Nice! No more missing values. Now let's take a look at our imputed data.

In [None]:
training.head()

In [None]:
testing.head()

<a id="p4"></a>
# **4. Plotting and Visualizing Data**
It is very important to understand and visualize any data we are going to use in a machine learning model. By visualizing, we can see the trends and general associations of variables like Sex and Age with survival rate. We can make several different graphs for each feature we want to work with to see the entropy and information gain of the feature. 

**Gender**

In [None]:
#can ignore the testing set for now
sns.barplot(x="Sex", y="Survived", data=training)
plt.title("Distribution of Survival based on Gender")
plt.show()

total_survived_females = training[training.Sex == "female"]["Survived"].sum()
total_survived_males = training[training.Sex == "male"]["Survived"].sum()

print("Total people survived is: " + str((total_survived_females + total_survived_males)))
print("Proportion of Females who survived:") 
print(total_survived_females/(total_survived_females + total_survived_males))
print("Proportion of Males who survived:")
print(total_survived_males/(total_survived_females + total_survived_males))

> **Note:** The numbers printed above are the proportion of male/female survivors of all the surviviors ONLY. The graph shows the propotion of male/females out of ALL the passengers including those that didn't survive.

Gender appears to be a very good feature to use to predict survival, as shown by the large difference in propotion survived. Let's take a look at how class plays a role in survival as well.

**Class**

In [None]:
sns.barplot(x="Pclass", y="Survived", data=training)
plt.ylabel("Survival Rate")
plt.title("Distribution of Survival Based on Class")
plt.show()

total_survived_one = training[training.Pclass == 1]["Survived"].sum()
total_survived_two = training[training.Pclass == 2]["Survived"].sum()
total_survived_three = training[training.Pclass == 3]["Survived"].sum()
total_survived_class = total_survived_one + total_survived_two + total_survived_three

print("Total people survived is: " + str(total_survived_class))
print("Proportion of Class 1 Passengers who survived:") 
print(total_survived_one/total_survived_class)
print("Proportion of Class 2 Passengers who survived:")
print(total_survived_two/total_survived_class)
print("Proportion of Class 3 Passengers who survived:")
print(total_survived_three/total_survived_class)

In [None]:
sns.barplot(x="Pclass", y="Survived", hue="Sex", data=training)
plt.ylabel("Survival Rate")
plt.title("Survival Rates Based on Gender and Class")

In [None]:
sns.barplot(x="Sex", y="Survived", hue="Pclass", data=training)
plt.ylabel("Survival Rate")
plt.title("Survival Rates Based on Gender and Class")

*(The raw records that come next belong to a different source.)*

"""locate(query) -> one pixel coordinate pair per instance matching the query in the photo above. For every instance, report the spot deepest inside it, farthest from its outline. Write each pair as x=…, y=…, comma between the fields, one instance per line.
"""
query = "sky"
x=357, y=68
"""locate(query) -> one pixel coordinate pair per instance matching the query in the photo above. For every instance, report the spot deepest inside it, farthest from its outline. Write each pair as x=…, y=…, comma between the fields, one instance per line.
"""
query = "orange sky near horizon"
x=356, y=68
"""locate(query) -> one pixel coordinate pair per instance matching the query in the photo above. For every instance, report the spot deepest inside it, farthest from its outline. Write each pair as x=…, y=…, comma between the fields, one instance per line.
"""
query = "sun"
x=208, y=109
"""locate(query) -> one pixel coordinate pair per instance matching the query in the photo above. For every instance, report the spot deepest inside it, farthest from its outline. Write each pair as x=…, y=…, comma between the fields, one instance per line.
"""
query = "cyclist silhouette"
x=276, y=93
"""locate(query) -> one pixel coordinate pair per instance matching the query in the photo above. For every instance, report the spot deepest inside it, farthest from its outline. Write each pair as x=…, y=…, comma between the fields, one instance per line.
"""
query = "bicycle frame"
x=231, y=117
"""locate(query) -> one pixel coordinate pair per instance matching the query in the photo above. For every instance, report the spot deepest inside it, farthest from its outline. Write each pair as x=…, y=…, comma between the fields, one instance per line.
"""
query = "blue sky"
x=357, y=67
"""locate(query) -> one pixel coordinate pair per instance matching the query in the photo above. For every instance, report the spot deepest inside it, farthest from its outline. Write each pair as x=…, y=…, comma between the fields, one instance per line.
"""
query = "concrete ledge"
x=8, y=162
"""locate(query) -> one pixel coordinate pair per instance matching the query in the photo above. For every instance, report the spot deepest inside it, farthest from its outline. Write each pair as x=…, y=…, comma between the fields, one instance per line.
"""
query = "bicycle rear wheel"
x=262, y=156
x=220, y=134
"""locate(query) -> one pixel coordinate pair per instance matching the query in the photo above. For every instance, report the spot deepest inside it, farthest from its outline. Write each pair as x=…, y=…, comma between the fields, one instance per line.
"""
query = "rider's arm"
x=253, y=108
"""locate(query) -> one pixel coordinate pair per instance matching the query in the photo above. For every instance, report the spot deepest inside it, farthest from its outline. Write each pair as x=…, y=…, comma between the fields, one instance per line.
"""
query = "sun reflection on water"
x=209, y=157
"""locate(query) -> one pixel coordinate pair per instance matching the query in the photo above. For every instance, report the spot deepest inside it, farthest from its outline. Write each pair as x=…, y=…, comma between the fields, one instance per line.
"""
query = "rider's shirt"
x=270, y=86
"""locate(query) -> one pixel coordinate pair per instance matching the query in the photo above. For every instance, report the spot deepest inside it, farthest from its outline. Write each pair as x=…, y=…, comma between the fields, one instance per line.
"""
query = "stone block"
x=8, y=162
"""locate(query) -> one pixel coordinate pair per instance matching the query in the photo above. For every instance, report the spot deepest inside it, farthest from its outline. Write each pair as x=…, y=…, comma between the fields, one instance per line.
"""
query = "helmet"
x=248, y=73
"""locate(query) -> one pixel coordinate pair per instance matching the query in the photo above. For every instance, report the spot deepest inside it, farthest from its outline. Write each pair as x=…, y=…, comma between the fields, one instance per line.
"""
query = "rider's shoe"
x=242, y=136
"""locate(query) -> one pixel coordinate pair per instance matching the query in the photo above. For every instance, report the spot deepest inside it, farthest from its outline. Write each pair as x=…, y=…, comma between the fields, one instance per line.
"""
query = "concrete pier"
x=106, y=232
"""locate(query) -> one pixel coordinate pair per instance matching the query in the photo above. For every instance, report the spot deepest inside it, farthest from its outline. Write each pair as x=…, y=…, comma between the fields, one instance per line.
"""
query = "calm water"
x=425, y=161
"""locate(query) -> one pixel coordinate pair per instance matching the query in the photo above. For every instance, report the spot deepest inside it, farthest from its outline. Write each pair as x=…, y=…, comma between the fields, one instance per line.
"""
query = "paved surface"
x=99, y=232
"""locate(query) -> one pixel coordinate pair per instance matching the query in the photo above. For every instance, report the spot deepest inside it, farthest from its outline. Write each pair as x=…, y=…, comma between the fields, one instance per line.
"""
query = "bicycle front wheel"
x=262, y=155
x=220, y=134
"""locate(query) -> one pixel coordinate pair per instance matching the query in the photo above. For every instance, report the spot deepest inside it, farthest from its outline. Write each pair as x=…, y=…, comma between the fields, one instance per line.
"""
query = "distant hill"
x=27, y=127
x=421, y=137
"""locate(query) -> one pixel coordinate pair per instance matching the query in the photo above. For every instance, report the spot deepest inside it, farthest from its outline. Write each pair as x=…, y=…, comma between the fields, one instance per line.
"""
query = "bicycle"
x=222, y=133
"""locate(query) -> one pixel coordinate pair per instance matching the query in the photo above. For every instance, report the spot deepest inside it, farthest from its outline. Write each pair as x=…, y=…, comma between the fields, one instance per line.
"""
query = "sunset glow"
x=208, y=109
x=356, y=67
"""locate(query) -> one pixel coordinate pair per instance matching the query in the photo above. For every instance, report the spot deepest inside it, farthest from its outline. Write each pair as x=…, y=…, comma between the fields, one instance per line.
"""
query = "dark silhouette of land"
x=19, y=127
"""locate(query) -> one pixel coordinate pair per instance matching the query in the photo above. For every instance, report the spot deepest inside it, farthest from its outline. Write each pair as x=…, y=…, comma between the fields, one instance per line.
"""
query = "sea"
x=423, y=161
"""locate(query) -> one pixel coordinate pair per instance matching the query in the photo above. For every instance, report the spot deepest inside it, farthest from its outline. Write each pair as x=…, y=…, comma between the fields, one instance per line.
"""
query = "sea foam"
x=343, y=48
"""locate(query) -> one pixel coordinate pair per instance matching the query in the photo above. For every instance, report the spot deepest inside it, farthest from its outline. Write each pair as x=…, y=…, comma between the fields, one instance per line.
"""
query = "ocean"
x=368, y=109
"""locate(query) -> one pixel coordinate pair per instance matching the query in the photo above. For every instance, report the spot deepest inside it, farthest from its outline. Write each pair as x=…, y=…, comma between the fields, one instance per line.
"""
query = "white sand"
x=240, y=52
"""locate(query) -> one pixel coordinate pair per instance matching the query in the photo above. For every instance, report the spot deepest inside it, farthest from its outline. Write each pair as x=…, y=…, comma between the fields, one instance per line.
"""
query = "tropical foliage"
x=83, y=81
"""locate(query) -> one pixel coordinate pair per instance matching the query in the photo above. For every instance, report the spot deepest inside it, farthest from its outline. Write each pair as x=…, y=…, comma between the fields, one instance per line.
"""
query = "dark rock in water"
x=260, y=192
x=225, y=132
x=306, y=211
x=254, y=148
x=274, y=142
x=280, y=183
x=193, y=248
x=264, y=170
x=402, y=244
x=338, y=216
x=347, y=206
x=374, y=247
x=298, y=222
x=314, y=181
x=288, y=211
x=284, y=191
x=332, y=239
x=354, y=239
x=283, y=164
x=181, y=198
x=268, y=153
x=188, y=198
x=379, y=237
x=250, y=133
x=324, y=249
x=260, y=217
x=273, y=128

It appears that class also plays a role in survival, as shown by the bar graph. People in Pclass 1 were more likely to survive than people in the other 2 Pclasses.

**Age**

In [None]:
survived_ages = training[training.Survived == 1]["Age"]
not_survived_ages = training[training.Survived == 0]["Age"]
plt.subplot(1, 2, 1)
sns.distplot(survived_ages, kde=False)
plt.axis([0, 100, 0, 100])
plt.title("Survived")
plt.ylabel("Proportion")
plt.subplot(1, 2, 2)
sns.distplot(not_survived_ages, kde=False)
plt.axis([0, 100, 0, 100])
plt.title("Didn't Survive")
plt.subplots_adjust(right=1.7)
plt.show()

In [None]:
sns.stripplot(x="Survived", y="Age", data=training, jitter=True)

It appears as though passengers in the younger range of ages were more likely to survive than those in the older range of ages, as seen by the clustering in the strip plot, as well as the survival distributions of the histogram.

Here is one final cumulative graph of a pair plot that shows the relations between all of the different features

In [None]:
sns.pairplot(training)

<a id="p5"></a>
# **5. Feature Engineering**
Because values in the Sex and Embarked columns are categorical values, we have to represent these strings as numerical values in order to perform our classification with our model. We can also do this process through **One-Hot-Encoding**.

In [None]:
training.sample(5)

In [None]:
testing.sample(5)

We change Sex to binary, as either 1 for female or 0 for male. We do the same for Embarked. We do this same process on both the training and testing set to prepare our data for Machine Learning.

In [None]:
set(training["Embarked"])

There are 3 values for Embarked: *S*, *C*, and *Q*. We will represent these with numbers as well.

In [None]:
from sklearn.preprocessing import LabelEncoder

le_sex = LabelEncoder()
le_sex.fit(training["Sex"])

encoded_sex_training = le_sex.transform(training["Sex"])
training["Sex"] = encoded_sex_training
encoded_sex_testing = le_sex.transform(testing["Sex"])
testing["Sex"] = encoded_sex_testing

le_embarked = LabelEncoder()
le_embarked.fit(training["Embarked"])

encoded_embarked_training = le_embarked.transform(training["Embarked"])
training["Embarked"] = encoded_embarked_training
encoded_embarked_testing = le_embarked.transform(testing["Embarked"])
testing["Embarked"] = encoded_embarked_testing

#Here's how to do it manually in Python without packages
"""
training.loc[training["Sex"] == "male", "Sex"] = 0
training.loc[training["Sex"] == "female", "Sex"] = 1

training.loc[training["Embarked"] == "S", "Embarked"] = 0
training.loc[training["Embarked"] == "C", "Embarked"] = 1
training.loc[training["Embarked"] == "Q", "Embarked"] = 2

testing.loc[testing["Sex"] == "male", "Sex"] = 0
testing.loc[testing["Sex"] == "female", "Sex"] = 1

testing.loc[testing["Embarked"] == "S", "Embarked"] = 0
testing.loc[testing["Embarked"] == "C", "Embarked"] = 1
testing.loc[testing["Embarked"] == "Q", "Embarked"] = 2
"""

In [None]:
training.sample(5)

In [None]:
testing.sample(5)

## *Creating Synthetic Features*
Sometimes it is useful to create synthetic features that we think may help us predict the target value. 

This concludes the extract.